This disappointed Shaw Wu, analyst at American Technology Research, who described Jobs' keynote as 'underwhelming'.
'The announcements were more around user-interface changes rather than something more radical,' Wu said. 'So I think that was disappointing and investors were hoping for more.'
Investor's Business Daily said that Apple shareholders were disappointed at the lack of a 'wow' announcement, with Apple's share price falling 3.5 per cent after the keynote closed. In fact the keynote had two big surprises - third-party software for iPhones, Safari for Windows - plus considerable evidence that Leopard will be an operating system of unmatched power and functionality. Not to mention the news that the world's biggest games developer will soon begin releasing games for Mac and PC simultaneously.

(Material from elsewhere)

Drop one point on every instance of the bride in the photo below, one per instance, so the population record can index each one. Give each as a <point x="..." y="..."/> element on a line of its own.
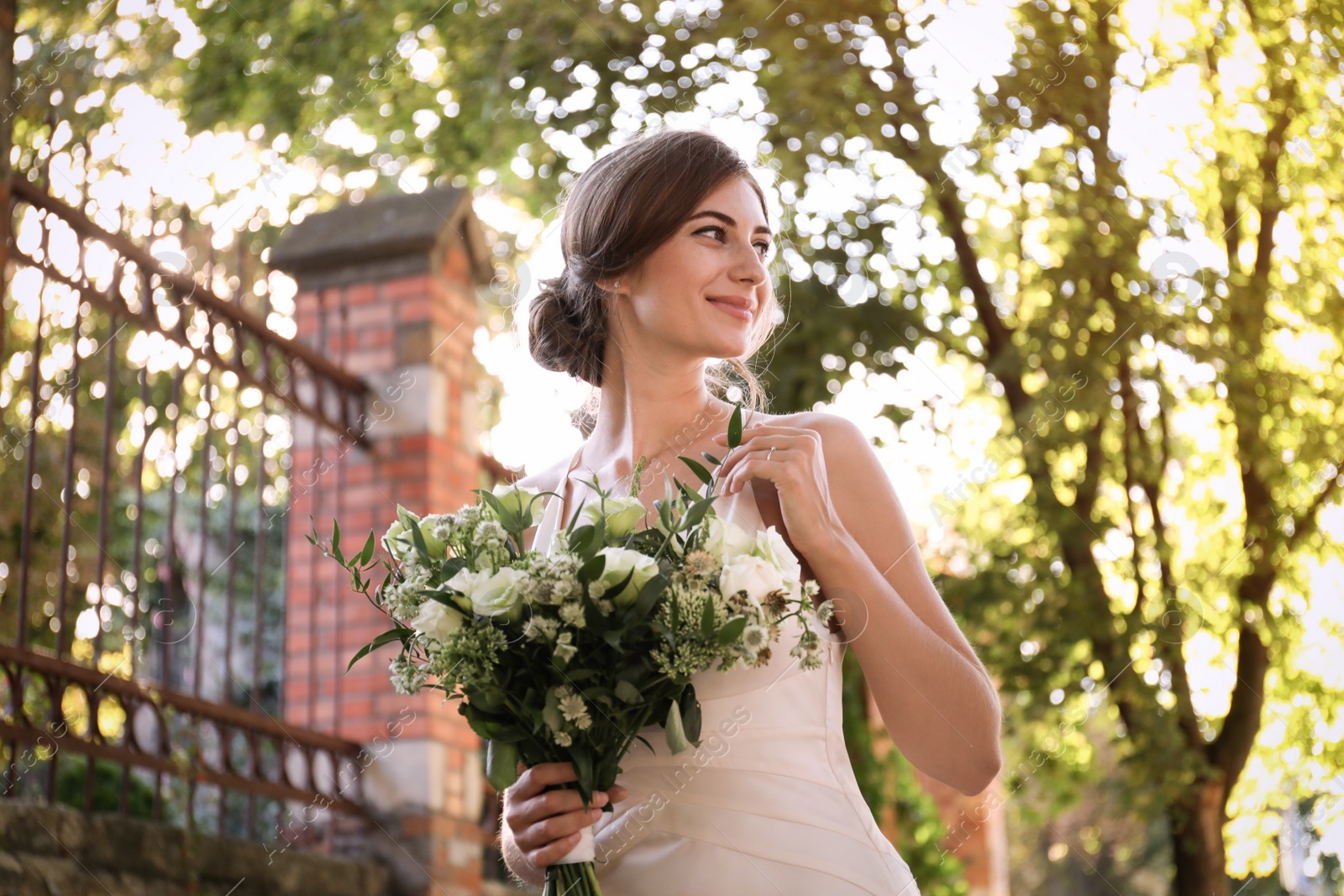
<point x="665" y="242"/>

OS X 10.5 will ship in October for £89 ($129). Jobs had the audience worried for a moment when he said the 'basic version of Leopard' would cost $129. But it soon cottoned on to the joke at Microsoft's expense as Jobs continued to ever-louder cheers: 'we've got a Premium version that's gonna cost $129, we have a Business version that's gonna cost $129, we have an Enterprise versionn that's gonna cost $129, and we have the Ultimate version - we're throwing everything into it - it's $129'.
Jobs' WWDC keynote can be seen in full, in QuickTime at apple.com/quicktime/qtv/keynote. Worth watching for the iChat effects alone and Microsoft CEO Steve Ballmer telling the audience 'I love my Mac'.